Erdem ahlakı, bireyde bulunan erdemi veya iyi özelliklerindeki gelişme ve ilerlemeyi ahlakiliğin kaynağı olarak görür. Erdem ahlakı bize ahlaki karar, yargı ve yaşamın nesnel yeterliliklerinin dayanağının Mutlak olan ve Mutlak olana giden değerlerle iç içe olduğunu göstererek din-ahlak birlikteliğini ve gerekliliğini çağrıştırmıştır. Hıristiyanlık merhametli, bağışlayıcı inançlı, çileci bir hayatı erdemler olarak görür. İslamiyet’te de ona verilen düşünce ve akıl yeteneği ile birlikte iyiyi kötüden ayırt etmek ve hangisini seçeceğine karar vermek kişiye kalmıştır. Böylece, insan özgürlüğün sorumluluğunu yüklenmiş bir varlıktır ve bu sorumluluğun başı ise ‘güzel ahlaklı olmak’ erdem ahlakına sahip bulunmaktır.

Erdem ahlakı, ahlaki bir ikilem durumunda pratik zekânın önemine vurgu yapar.

Normatif Olmayan Ahlak Teorileri

Normatif olmayan ahlak teorileri, normatif teorileri ‘olan’a değil ‘olması gereken’e odaklanmaları nedeniyle bir norm niteliği taşıdıklarını belirterek eleştirir. Eleştirel teoriler olarak da tanımlanan bu teoriler, olguları ve durumları tanımlamaya, onları birbiriyle karşılaştırmaya, çözümlemeye, ortak ve farklı yanlarını göstermeye çalışmıştır. Tanımlayıcı ve metaetik şeklinde iki ana gruba ayrılan normatif olmayan ahlak teorilerinin bu gruplar altında da farklı kollara ayrılarak kendini genişlettiği görülmektedir (S:77 Şekil 3.5).

Tanımlayıcı Ahlak: Tanımlayıcı ahlak, ahlaki davranış ve inançların olaylara ve olgulara dayanarak tanımlanması ve açıklanmasıdır.

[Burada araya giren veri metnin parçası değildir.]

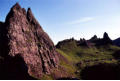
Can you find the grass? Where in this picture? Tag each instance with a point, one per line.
(89, 56)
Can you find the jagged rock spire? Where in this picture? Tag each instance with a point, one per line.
(25, 37)
(106, 39)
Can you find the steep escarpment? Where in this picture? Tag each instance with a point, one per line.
(22, 35)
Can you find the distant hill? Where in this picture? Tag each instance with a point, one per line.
(83, 54)
(117, 42)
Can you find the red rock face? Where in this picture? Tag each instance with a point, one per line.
(27, 39)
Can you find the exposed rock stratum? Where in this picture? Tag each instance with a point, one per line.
(21, 35)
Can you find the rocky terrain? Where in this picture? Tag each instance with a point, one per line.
(27, 52)
(23, 39)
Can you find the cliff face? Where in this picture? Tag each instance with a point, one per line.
(22, 35)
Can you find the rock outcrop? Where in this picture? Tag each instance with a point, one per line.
(106, 39)
(22, 35)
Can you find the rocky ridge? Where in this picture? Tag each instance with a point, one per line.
(22, 35)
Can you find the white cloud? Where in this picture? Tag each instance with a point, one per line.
(82, 20)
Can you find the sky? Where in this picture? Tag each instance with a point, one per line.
(64, 19)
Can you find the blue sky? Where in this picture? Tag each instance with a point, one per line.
(63, 19)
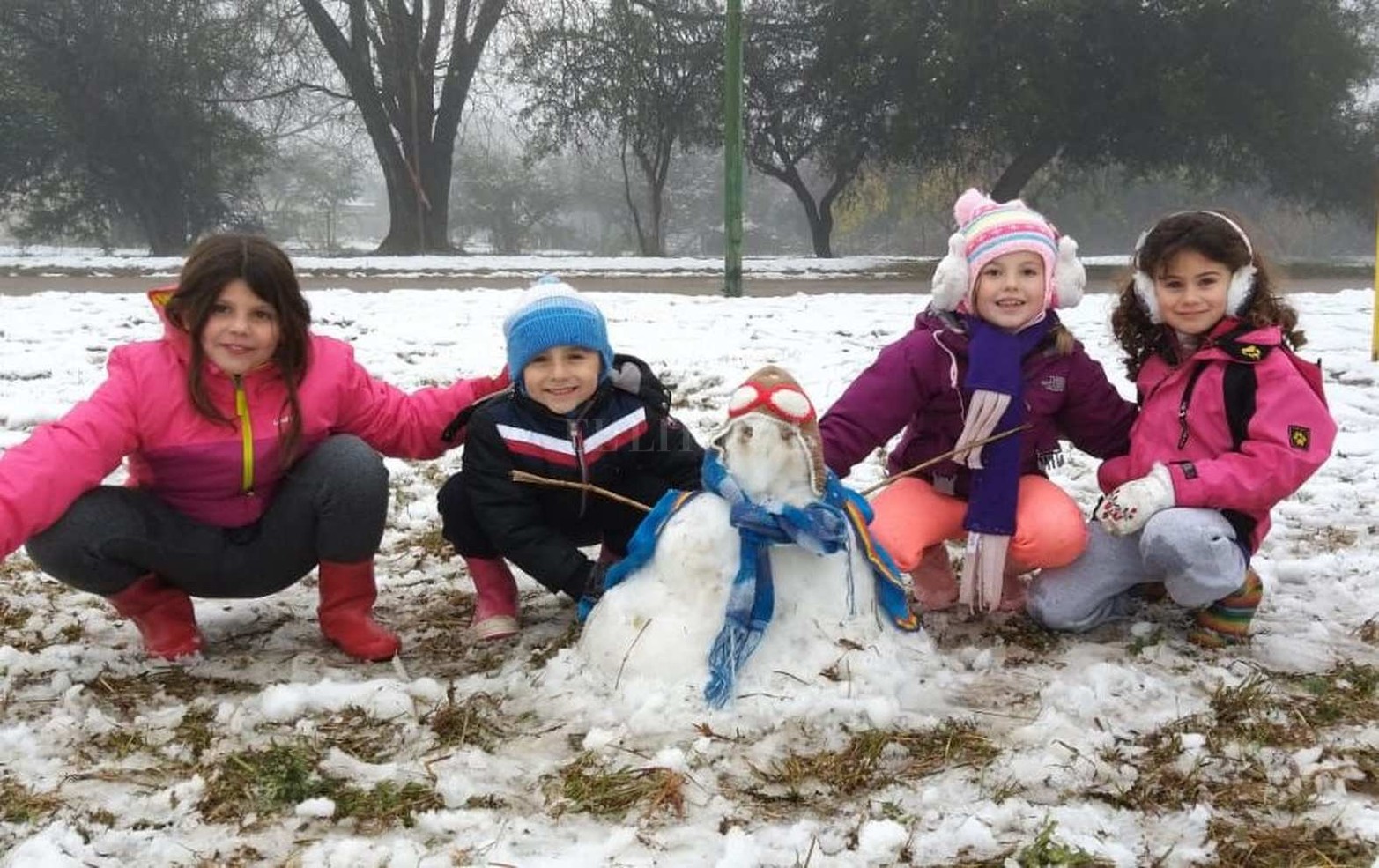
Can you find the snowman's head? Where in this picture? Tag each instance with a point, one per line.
(771, 441)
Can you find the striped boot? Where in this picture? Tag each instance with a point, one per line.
(1227, 621)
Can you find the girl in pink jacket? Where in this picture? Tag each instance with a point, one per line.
(1230, 424)
(251, 457)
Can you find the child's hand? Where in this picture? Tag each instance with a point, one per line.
(983, 413)
(1130, 507)
(593, 590)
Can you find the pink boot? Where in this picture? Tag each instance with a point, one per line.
(495, 597)
(163, 614)
(1014, 588)
(346, 612)
(935, 585)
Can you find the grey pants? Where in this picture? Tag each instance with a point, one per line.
(331, 505)
(1195, 553)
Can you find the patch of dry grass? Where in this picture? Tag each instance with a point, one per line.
(1330, 538)
(195, 731)
(261, 782)
(361, 736)
(592, 785)
(873, 756)
(475, 721)
(429, 543)
(131, 692)
(21, 805)
(265, 782)
(1271, 845)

Tanımlayıcı ahlakın üzerinde en çok durduğu konular; toplumun şan, şeref, itibar kuralları, insan hayatına zarar verme (öldürme vb.) ile ilgili kurallar, kürtaj hakkı, akrabalık sistemleri ve yaşlıların korunmasıdır.

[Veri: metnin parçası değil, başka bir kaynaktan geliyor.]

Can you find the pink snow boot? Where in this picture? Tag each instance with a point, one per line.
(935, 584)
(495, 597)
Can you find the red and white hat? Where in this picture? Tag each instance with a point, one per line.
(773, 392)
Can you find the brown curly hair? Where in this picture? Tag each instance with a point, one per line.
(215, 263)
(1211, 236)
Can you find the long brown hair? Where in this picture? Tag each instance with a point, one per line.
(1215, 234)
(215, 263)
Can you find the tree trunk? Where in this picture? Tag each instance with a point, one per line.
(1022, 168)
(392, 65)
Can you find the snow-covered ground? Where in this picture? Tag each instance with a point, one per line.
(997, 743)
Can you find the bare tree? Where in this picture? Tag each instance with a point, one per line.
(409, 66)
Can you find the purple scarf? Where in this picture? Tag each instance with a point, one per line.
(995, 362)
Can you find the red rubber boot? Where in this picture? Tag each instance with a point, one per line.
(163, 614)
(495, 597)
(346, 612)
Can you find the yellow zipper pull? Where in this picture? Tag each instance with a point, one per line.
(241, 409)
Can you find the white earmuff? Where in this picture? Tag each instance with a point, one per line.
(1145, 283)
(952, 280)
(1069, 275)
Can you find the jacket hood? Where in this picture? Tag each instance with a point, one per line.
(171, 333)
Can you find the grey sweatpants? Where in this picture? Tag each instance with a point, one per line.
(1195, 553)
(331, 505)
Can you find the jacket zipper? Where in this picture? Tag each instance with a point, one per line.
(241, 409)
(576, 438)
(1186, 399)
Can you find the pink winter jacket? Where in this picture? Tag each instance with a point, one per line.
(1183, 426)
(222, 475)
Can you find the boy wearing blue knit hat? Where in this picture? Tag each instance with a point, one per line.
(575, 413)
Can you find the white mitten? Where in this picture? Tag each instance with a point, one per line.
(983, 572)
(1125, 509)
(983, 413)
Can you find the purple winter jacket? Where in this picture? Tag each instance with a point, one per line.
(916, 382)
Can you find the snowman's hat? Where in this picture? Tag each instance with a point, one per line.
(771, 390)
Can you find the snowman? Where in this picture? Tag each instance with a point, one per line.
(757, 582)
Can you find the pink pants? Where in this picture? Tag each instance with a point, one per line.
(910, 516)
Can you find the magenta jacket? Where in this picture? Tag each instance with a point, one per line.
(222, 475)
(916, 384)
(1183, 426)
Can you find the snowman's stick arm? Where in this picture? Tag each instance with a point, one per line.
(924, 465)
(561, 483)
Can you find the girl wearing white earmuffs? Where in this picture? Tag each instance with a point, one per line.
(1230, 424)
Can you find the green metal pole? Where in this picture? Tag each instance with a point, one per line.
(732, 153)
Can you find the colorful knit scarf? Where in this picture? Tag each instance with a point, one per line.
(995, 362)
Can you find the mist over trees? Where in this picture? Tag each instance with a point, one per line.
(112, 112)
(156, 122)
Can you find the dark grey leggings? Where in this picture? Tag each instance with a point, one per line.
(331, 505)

Tanımlayıcı ahlak insanların hâlihazırda ne yaptıkları, nasıl davrandıkları ve bunların nedenleri üzerinde durmaktadır. Ahlaki eylem bağlamında olması gereken değer ya da norm yerine, ahlaki inançlarımızla ilgili sosyolojik ya da psikolojik olgularla ilgilenir. Normatif ahlak bir reçete yaklaşım iken, tanımlayıcı ahlak çözümleyici bir yaklaşımdır.

Göreceli Ahlak: ‘Ahlaki plüralizm’ olarak da adlandırılan göreceliliğe göre doğru farklı kültürlere, toplumlara, zamanlara ve hatta kişilere göre değişebilir. Toplumsal düzende birden çok ahlaki norm ve ilkeler vardır.

Objektif değer teorisini kabul etmeyen göreceliliğe göre, ahlaki değerler insan zihninin ürünüdür, dolayısıyla farklı zaman, mekân ve toplumlarda değişmeyen ve kişilere sorumluluk yükleyen ahlaki değerlerden söz edilemez. Böylece bütün insanları bağlayıcı temel prensipleri olan kural koyucu (normatif) ahlak sistemleri kurmak da mümkün değildir.

Meta-Etik: Meta-etik dolaylı sonuçlar dışında eyleme ilişkin hiçbir ahlaki ilke ya da hedef önermez; esas olarak sadece felsefi analizden oluşur. Meta-etik, böylece ‘erdem’, ‘sorumluluk’, ‘iyi’, ‘ödev’, ‘yükümlülük’ gibi temel kavramların anlamlarının analiz edilmesini sağlamaktadır. Meta-etikçilere gore, etik ahlak yargıları alanıdır.

Meta-etik, ‘normatif’ değil ‘bilimsel’dir. Çünkü, 20. yüzyılda başat değer haline gelen ‘bilimsellik’ düşüncesine göre, herhangi bir ahlaki ilke önermemek, iyiyi, kötüyü, yükümlülüğü söylememek bilimselliğin ölçütüdür. Ahlak meta-etik görüşle ‘normatif’ olmaktan kurtarılmış, ‘bilimselleştirilmiş’tir.